The 84-minute video, “First Kiss,” depicts a kiss between two men, created by video artists, Idan Bitton and Alfredo Calle Ferran. The photo with a hand reaching inside a pair of pants is called “Kim.” It was taken by Yael Meiri, who was awarded the Artik award for LGBT art this week. Both pieces are part of an exhibition called “Post Pride.”

The photo depicting a hand in a man's pants on display in the Tel Aviv gallery, November 8, 2018.
Meged Gozani

The curator of the exhibit, Omri Shapira, told Haaretz: “The exhibition deals with the question of what happens in a world after equal rights, a world with acceptance and inclusion of everyone. It’s very ironic. The work in the show window is of two men kissing one another in a loop. It’s a work that has been displayed all over the world for the past five years. It has had two million views on YouTube."  

Shapira went on to say, "In the gallery there is an artwork that deals with gender identity, depicted in the work is a hand inside of a pair of sweatpants. There are no genitals, just a hand inside the pants. The police asked that one work be removed from the window and to take the second work down entirely."

"I walk around the streets and all day I see images of men and women: this one's fixing her bra, this one is putting his hand in his underpants. In this case, you don't even know what's underneath," Shapira added.

On Thursday night, Shapira returned to the gallery and lifted the blinds, allowing the works to be visible from the street. According to Shapira, he intends to leave the blinds open all weekend, until the exhibition closes on Saturday.

In response to the police's demands, the LGBTQ Association said: "Without a doubt, the influence of the government can be felt here and it's trickling down. We are being restricted in the public space, meaning that our lives are being restricted as well. Those who make the mistake of thinking that LGBTQ-phobia no longer exists is receiving, along with us, a visceral reminder that LGBTQ-phobia even exists here in Tel Aviv."

The association went on to say, "we cannot indulge the fear and the ignorance because they lead to violence.
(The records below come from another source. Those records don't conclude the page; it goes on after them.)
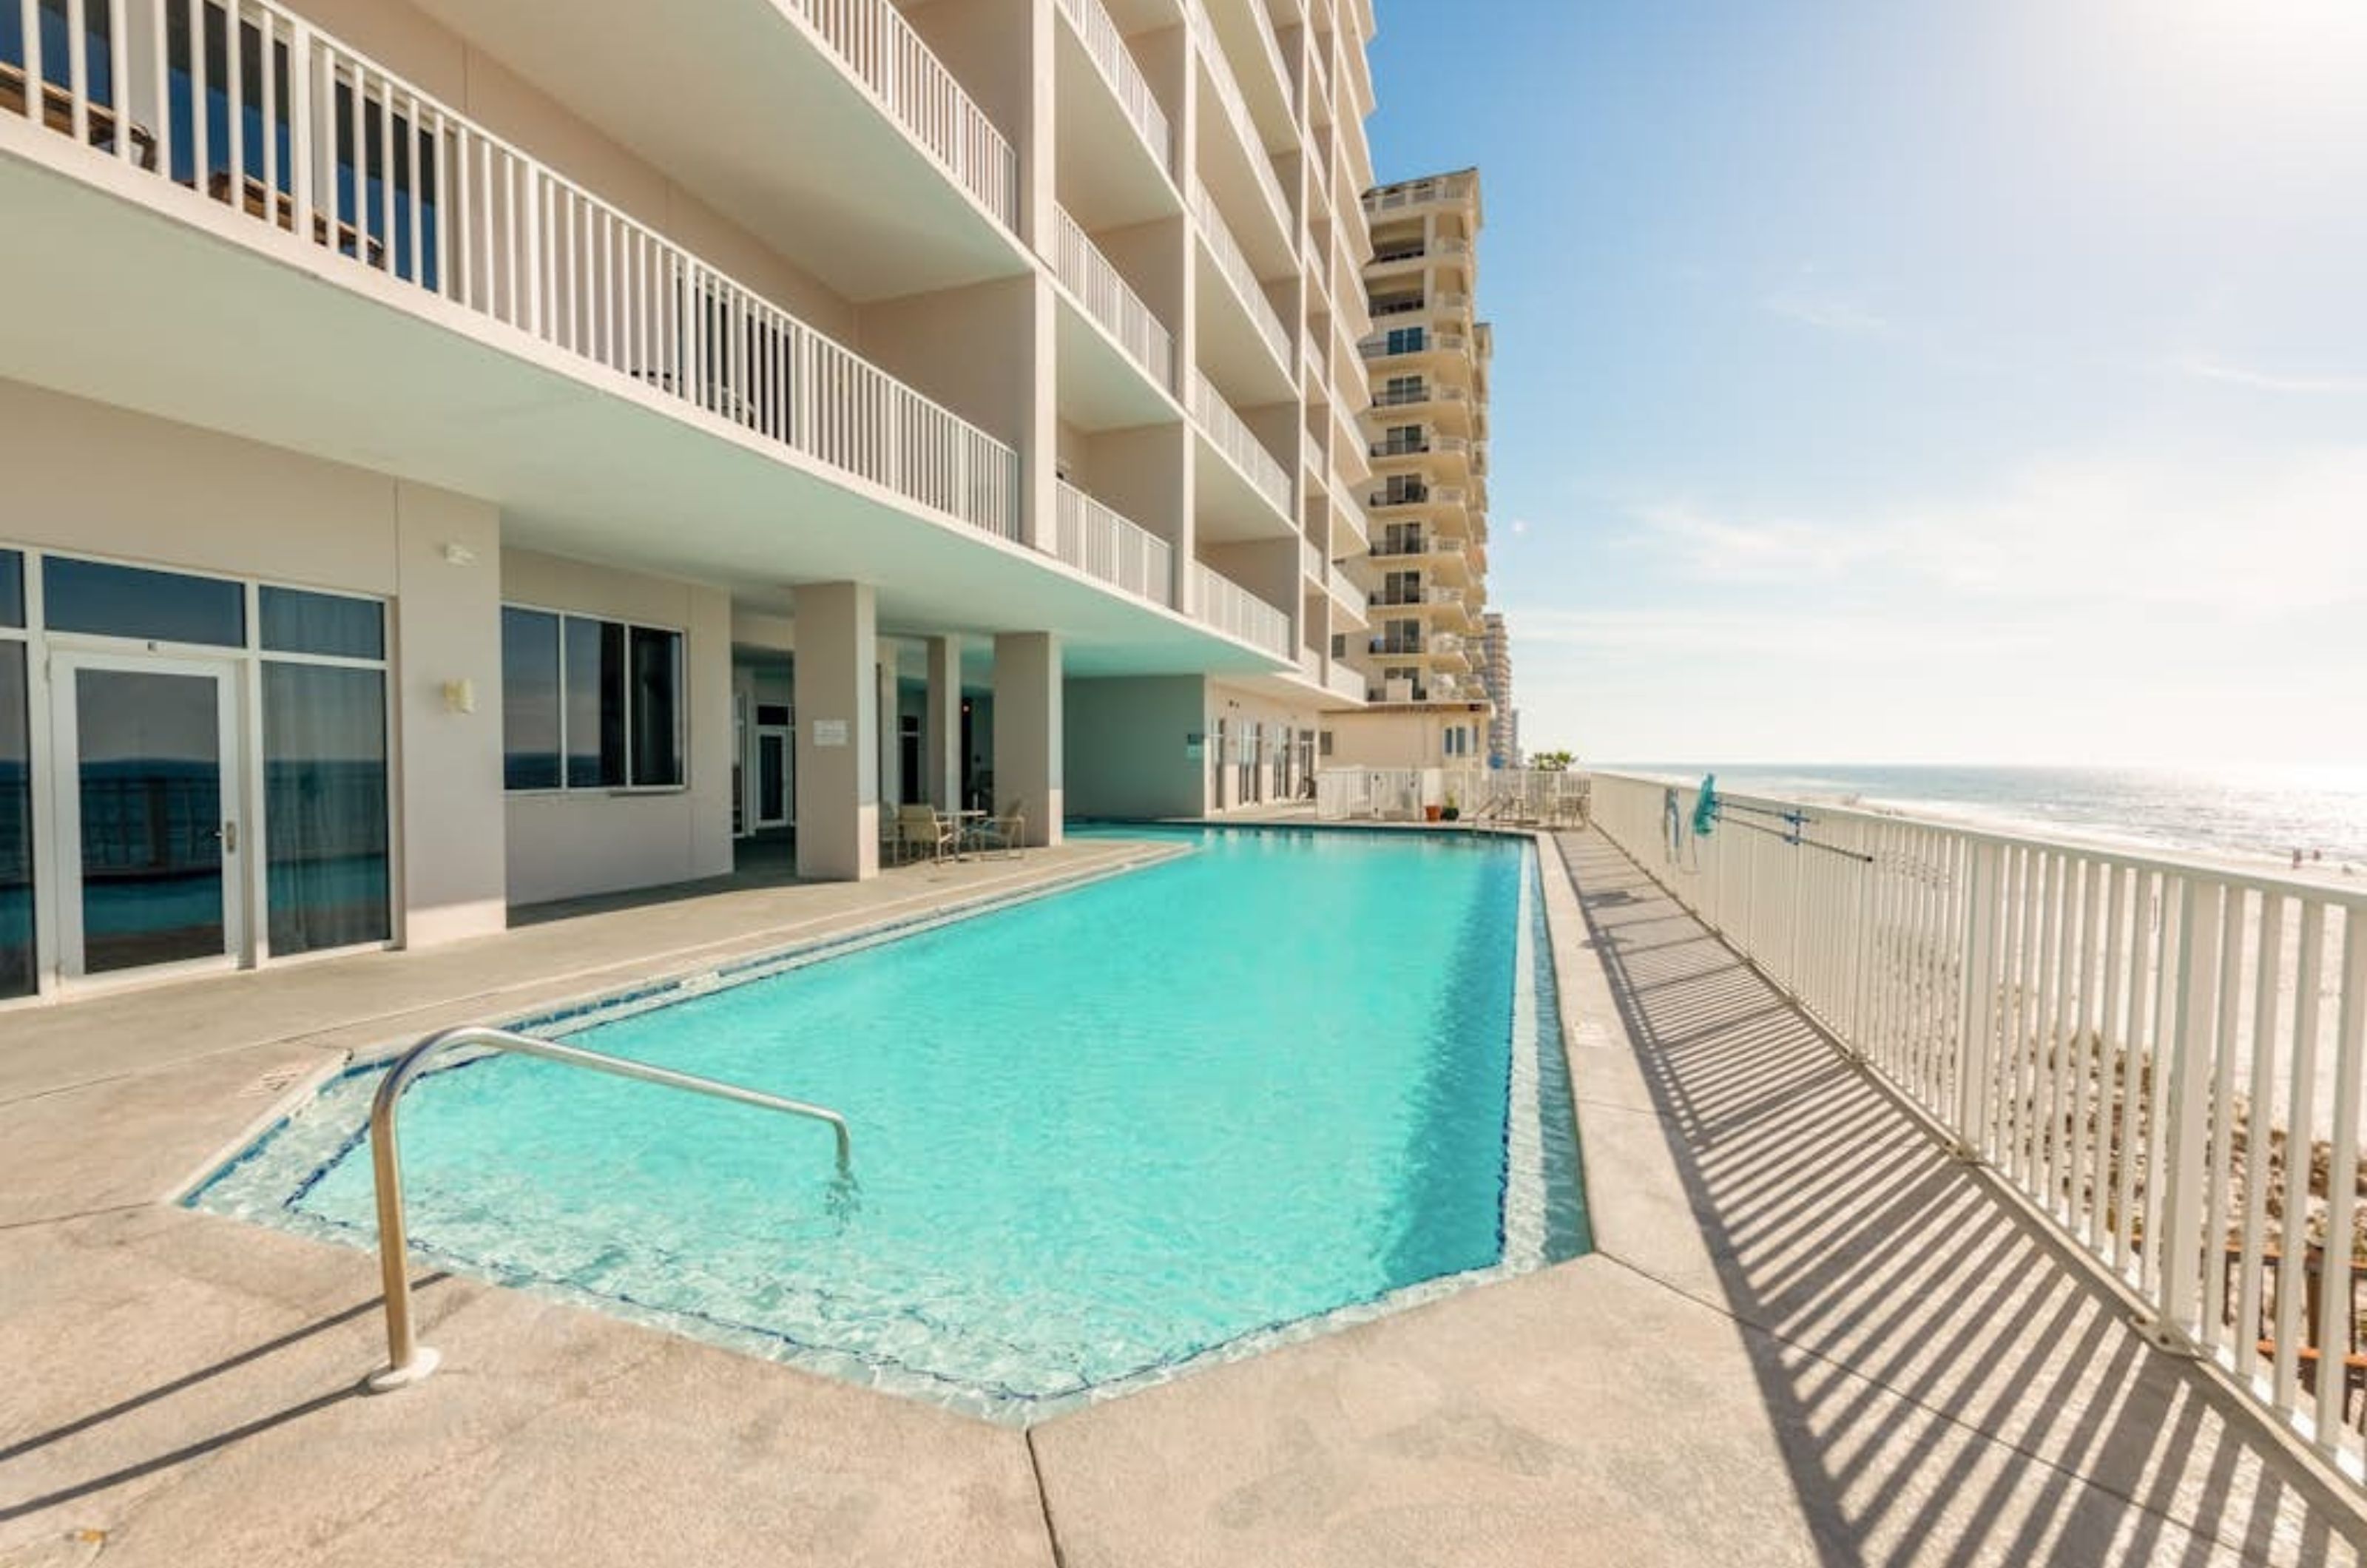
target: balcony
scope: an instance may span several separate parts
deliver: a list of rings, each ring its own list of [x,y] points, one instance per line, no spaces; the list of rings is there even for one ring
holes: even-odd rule
[[[1200,239],[1206,247],[1208,258],[1216,264],[1217,274],[1224,279],[1224,292],[1240,307],[1240,317],[1255,335],[1265,352],[1272,355],[1274,369],[1285,380],[1290,373],[1290,333],[1282,324],[1282,315],[1266,298],[1265,288],[1258,281],[1257,268],[1251,265],[1248,253],[1233,235],[1232,226],[1224,214],[1217,210],[1216,198],[1205,185],[1192,187],[1192,217],[1199,227]],[[1207,292],[1203,291],[1203,298]],[[1222,328],[1210,323],[1207,331],[1215,336]],[[1211,344],[1221,352],[1224,340],[1219,336]]]
[[[1196,52],[1207,66],[1208,81],[1216,89],[1217,103],[1223,113],[1210,117],[1222,118],[1230,129],[1230,136],[1217,134],[1211,138],[1226,152],[1217,160],[1237,172],[1254,188],[1255,198],[1266,216],[1273,220],[1275,237],[1284,250],[1289,249],[1290,236],[1297,232],[1291,221],[1290,202],[1283,195],[1282,180],[1274,172],[1274,161],[1266,156],[1266,141],[1259,131],[1248,102],[1241,96],[1240,83],[1233,75],[1230,61],[1226,58],[1223,41],[1208,19],[1202,0],[1184,0],[1184,20],[1191,28]],[[1202,165],[1209,160],[1204,157]]]
[[[1220,459],[1201,468],[1204,537],[1213,541],[1294,535],[1290,475],[1195,368],[1192,421]],[[1277,535],[1279,530],[1279,535]]]
[[[1325,673],[1323,677],[1323,686],[1326,691],[1330,692],[1333,696],[1338,697],[1342,702],[1359,704],[1364,702],[1367,689],[1365,685],[1365,676],[1362,671],[1353,669],[1345,664],[1337,663],[1333,664],[1331,670]]]
[[[1460,204],[1471,199],[1477,188],[1477,181],[1469,175],[1440,175],[1407,180],[1368,193],[1365,197],[1365,210],[1370,213],[1404,212],[1438,203]]]
[[[1134,51],[1127,47],[1126,37],[1117,30],[1102,0],[1059,0],[1060,15],[1076,29],[1077,39],[1084,46],[1093,69],[1116,96],[1118,107],[1141,138],[1145,151],[1161,169],[1175,167],[1175,135],[1167,119],[1167,111],[1159,106],[1150,84],[1142,74],[1142,67],[1134,61]],[[1065,152],[1066,149],[1064,148]]]
[[[418,3],[849,299],[1026,270],[1017,153],[891,0]]]
[[[1266,0],[1206,0],[1208,20],[1227,53],[1240,62],[1234,81],[1241,90],[1262,145],[1281,147],[1298,135],[1298,92],[1283,62]]]
[[[1061,287],[1161,391],[1172,393],[1175,386],[1174,339],[1068,210],[1056,208],[1054,212],[1059,232],[1052,270]],[[1065,364],[1063,368],[1067,368]],[[1170,413],[1168,417],[1174,416]],[[1113,425],[1142,423],[1145,422],[1139,418],[1124,415],[1111,422]]]
[[[268,49],[291,67],[284,103],[270,73],[251,76],[263,85],[255,117],[210,124],[187,112],[223,92],[209,80],[212,58],[187,62],[172,112],[151,112],[157,99],[142,88],[161,83],[164,62],[136,30],[104,76],[85,76],[123,84],[130,118],[153,126],[142,155],[136,135],[116,149],[127,192],[144,186],[158,206],[252,224],[357,288],[509,329],[577,374],[1017,536],[1009,446],[301,18],[253,3],[241,16],[252,58]],[[77,96],[75,112],[111,124],[115,111]],[[258,120],[278,134],[250,131]],[[444,171],[448,184],[378,179],[373,160],[357,189],[352,148],[364,124],[373,145],[393,142],[398,171]],[[168,175],[196,168],[211,171],[203,191],[194,176]]]
[[[1202,562],[1194,561],[1192,572],[1203,622],[1262,653],[1291,659],[1288,615]]]
[[[1469,337],[1461,333],[1426,332],[1419,337],[1399,338],[1392,338],[1387,333],[1376,333],[1359,339],[1356,352],[1365,358],[1374,361],[1410,359],[1417,355],[1424,354],[1462,354],[1470,348],[1471,342]]]
[[[1166,540],[1066,479],[1059,481],[1052,517],[1054,555],[1138,599],[1174,603],[1175,552]]]

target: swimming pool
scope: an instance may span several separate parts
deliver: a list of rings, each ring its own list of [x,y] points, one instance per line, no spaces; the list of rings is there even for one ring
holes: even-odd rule
[[[825,1129],[486,1058],[404,1101],[414,1246],[1013,1421],[1583,1249],[1533,849],[1124,836],[1190,852],[613,1019],[514,1021],[844,1111],[852,1193]],[[368,1241],[378,1076],[191,1201]]]

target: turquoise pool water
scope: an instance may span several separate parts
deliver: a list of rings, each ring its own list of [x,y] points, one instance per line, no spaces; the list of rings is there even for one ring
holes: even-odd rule
[[[1534,852],[1125,836],[1190,852],[538,1026],[835,1107],[852,1193],[821,1127],[488,1058],[404,1102],[414,1243],[1021,1420],[1583,1247]],[[332,1083],[195,1201],[368,1238],[376,1077]]]

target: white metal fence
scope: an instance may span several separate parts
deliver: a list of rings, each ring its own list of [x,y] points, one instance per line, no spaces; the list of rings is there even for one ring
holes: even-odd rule
[[[1200,618],[1220,632],[1253,643],[1276,659],[1288,659],[1290,617],[1222,572],[1195,561]]]
[[[889,115],[1006,228],[1019,221],[1019,154],[890,0],[789,0]]]
[[[1588,775],[1544,768],[1325,768],[1315,775],[1315,814],[1411,822],[1452,809],[1473,827],[1575,828],[1587,820],[1588,790]]]
[[[1059,481],[1056,495],[1053,554],[1153,604],[1174,603],[1175,552],[1166,540],[1066,479]]]
[[[62,62],[43,61],[38,26],[24,31],[27,79],[42,84],[24,95],[37,121],[1017,536],[1010,447],[301,17],[259,0],[62,0]]]
[[[1598,774],[1595,816],[2354,1479],[2367,892]]]

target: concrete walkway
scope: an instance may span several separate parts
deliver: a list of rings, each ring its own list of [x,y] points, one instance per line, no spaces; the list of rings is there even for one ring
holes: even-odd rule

We have a huge responsibility to continue to struggle and to advance a society that is tolerant, liberal and open, in which love is love, and each one of feels free to be ourselves without putting their personal safety at risk."

The police issued a response saying: "The actions of the Israel Police are meant to enforce the law in an equal manner, unconnected to sexual, racial or gender identity, to best answer the individual needs of all the different racial and social groups and communities that make up Israeli society."